The 2018 season was supposed to be a year of significant growth for De’Anthony Melton, a high-motor, high-IQ point guard prospect. Instead, he sat out from a NCAA rules violation.
A 3-point shot has become something of a prerequisite for playing almost any position in the modern NBA. But especially for point guards.
No matter how good an initiator prospect is at everything else — playmaking, defending, rebounding, hustling, cutting — if he cannot force defenses to respect his shot, there will be skepticism surrounding his potential impact.
Evaluating De’Anthony Melton is a microcosm of that phenomenon.
During his lone season with the USC Trojans, he shot an ugly 28 percent on 74 3-point attempts. His mechanics were just as ugly, employing a catapult-like two-motion release that would make Michael Kidd-Gilchrist blush.
Maybe that is a little harsh. But the aesthetics were not there, and the results were far away too. It was a key area for improvement heading into this season and he never got to show the progress, if any, he made.
Given the improvement trajectory, Melton had already shown going from completely off NBA radars (not cracking the RSCI top 200 out of high school) to a likely first-rounder, it should surprise no one that the glimpses we have seen of his changed mechanics look promising.

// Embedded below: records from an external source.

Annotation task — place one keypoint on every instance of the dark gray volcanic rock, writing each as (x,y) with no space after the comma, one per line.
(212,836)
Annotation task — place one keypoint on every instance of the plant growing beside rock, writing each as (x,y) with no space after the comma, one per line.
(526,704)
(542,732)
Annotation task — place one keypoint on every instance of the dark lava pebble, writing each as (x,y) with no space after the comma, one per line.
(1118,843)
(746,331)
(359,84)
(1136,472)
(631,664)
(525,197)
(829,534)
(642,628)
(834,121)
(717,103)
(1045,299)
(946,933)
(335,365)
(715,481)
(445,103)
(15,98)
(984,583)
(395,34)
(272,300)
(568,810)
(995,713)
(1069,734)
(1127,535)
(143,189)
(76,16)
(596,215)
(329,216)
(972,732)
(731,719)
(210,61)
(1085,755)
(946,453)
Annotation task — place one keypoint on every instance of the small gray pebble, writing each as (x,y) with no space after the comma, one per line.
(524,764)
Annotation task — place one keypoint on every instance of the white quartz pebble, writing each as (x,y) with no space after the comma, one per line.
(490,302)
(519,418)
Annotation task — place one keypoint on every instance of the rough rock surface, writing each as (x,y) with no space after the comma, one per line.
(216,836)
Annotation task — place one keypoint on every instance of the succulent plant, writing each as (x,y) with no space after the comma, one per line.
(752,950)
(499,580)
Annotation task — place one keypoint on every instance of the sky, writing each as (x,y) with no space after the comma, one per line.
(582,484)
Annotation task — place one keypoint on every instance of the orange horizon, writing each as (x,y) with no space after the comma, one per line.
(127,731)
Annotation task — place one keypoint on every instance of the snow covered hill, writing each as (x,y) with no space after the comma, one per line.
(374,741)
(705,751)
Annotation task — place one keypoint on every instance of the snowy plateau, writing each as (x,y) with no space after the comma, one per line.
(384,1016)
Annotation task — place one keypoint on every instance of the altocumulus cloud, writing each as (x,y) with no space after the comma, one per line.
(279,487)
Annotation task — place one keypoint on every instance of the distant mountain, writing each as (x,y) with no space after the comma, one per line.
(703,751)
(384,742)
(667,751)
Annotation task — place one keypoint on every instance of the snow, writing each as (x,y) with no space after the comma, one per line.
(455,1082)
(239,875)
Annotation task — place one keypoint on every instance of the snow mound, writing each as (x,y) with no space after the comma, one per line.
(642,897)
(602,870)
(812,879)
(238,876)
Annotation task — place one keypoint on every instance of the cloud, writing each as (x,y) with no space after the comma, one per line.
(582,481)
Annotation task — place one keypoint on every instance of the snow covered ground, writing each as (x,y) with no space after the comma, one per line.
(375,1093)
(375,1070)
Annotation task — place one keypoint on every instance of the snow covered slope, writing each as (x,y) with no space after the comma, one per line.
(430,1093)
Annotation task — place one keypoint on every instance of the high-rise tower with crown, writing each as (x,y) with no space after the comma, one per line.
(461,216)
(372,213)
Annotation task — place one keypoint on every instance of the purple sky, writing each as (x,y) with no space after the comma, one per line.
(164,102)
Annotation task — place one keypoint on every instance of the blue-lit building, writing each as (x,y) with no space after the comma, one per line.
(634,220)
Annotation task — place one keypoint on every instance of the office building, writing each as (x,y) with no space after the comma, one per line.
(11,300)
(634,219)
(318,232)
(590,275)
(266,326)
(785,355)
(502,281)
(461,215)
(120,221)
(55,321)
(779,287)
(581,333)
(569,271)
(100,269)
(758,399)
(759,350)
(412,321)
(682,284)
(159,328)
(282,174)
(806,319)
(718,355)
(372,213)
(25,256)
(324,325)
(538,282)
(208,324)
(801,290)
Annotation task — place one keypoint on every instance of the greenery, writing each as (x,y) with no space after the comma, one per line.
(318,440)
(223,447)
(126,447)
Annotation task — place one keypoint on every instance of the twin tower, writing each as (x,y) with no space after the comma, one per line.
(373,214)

But even without the jumper, Melton has been an impressive player. He is arguably this year’s best defensive prospect on the wing, using his IQ and anticipation to jump passing lanes for deflections and his wingspan and athleticism to lock opponents up on the ball. Melton is also an instinctual cutter with good offensive feel.
His package of wingspan, defense, IQ and athleticism should make him an attractive selection for any team, but especially for an Orlando Magic front office that has historically valued all of those things and should also be seeking a point guard.